Questo il parere dell’antitrust a seguito di due denunce, una pervenuta dalle associazioni sindacali campane dei proprietari di farmacia e dagli Ordini dei farmacisti di Napoli, Benevento e Salerno, e la seconda da parte del Comitato “Cittadini di Bracciano in movimento” sull’affidamento diretto della gestione delle farmacie nella titolarità dei Comuni aderenti al Consorzio intercomunale per i servizi socio sanitari (Ciss) e al Consorzio intercomunale delle farmacie laziali (Coifal) alle società miste, a prevalente capitale privato, Inco.Farma SpA. e Laziofarma-farmacie pubbliche laziali SpA.

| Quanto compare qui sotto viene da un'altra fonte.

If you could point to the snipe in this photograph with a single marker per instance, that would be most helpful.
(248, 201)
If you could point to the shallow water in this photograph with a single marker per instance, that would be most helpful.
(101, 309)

“Il Garante della concorrenza e del mercato Giovanni Pitruzzella – si legge sul quotidiano online “Il sole 24 ore” – facendo seguito a due denunce pervenute, la prima, da parte di Federfarma (sedi provinciali campane di Caserta, Salerno, Benevento, Napoli e Avellino) e dell’Ordine dei farmacisti di Napoli, Benevento e Salerno, e, la seconda, da parte del Comitato “Cittadini di Bracciano in movimento”, è intervenuta in merito all’affidamento diretto della gestione delle farmacie nella titolarità dei Comuni aderenti al “Consorzio intercomunale per i servizi socio sanitari” (Ciss) e al “Consorzio intercomunale delle farmacie laziali” (Coifal) alle società miste, a prevalente capitale privato, Inco.Farma S.p.A. e Laziofarma-farmacie pubbliche laziali Spa.

L’Autorità ha ricordato di aver ribadito in più occasioni la propria posizione in merito alla liberalizzazione dei servizi farmaceutici: «per segnalare agli organi di Governo gli effetti distorsivi sulla concorrenza derivanti dalle previsioni normative nazionali che limitano, anche da un punto di vista strutturale, l’accesso agli esercizi farmaceutici».

Per l’Antitrust: «l’affidamento diretto, ossia in assenza di gara, della gestione di farmacie comunali a società miste a prevalente capitale privato (quali la Inco.Farma S.p.A. e la Laziofarma – farmacie pubbliche laziali S.p.A.), tramite la semplice adesione dei Comuni che ne sono titolari (avendo esercitato il diritto di prelazione ex art. 9 della legge n. 475/1968), al Consorzio Ciss o al Consorzio Coifal possa comportare problemi da un punto di vista antitrust, in quanto, sottraendo al meccanismo concorsuale l’affidamento delle nuove sedi farmaceutiche, ovvero di quelle che si rendono vacanti, elimina, in relazione ad esse, la possibilità di una concorrenza per il mercato».
«Vengono in rilievo sotto questo profilo – prosegue l’Antitrust – per un verso, le previsioni degli Statuti Ciss (art. 3 Scopo) e Coifal. (art. 3 Condizioni di partecipazione, Adesione successiva) che prevedono che l’adesione di un Comune al Consorzio comporti l’automatico trasferimento della gestione delle farmacie comunali alla società mista, a prevalente capitale privato, costituita a tale scopo (Inco.Farma ovvero Laziofarma); per un altro verso, tutte le delibere dei Consigli Comunali di adesione al Ciss, successive alla costituzione della società Inco.Farma e, dunque, allo svolgimento della gara per l’individuazione del socio privato di maggioranza».

«Tali affidamenti, infatti – conclude – sono avvenuti in via diretta, in assenza di procedura ad evidenza pubblica, secondo lo schema dell’affidamento in house, malgrado non ne ricorrano le condizioni, essendo la Inco.Farma una società mista a capitale prevalentemente privato su cui i Comuni non esercitano alcuna forma di controllo analogo»”.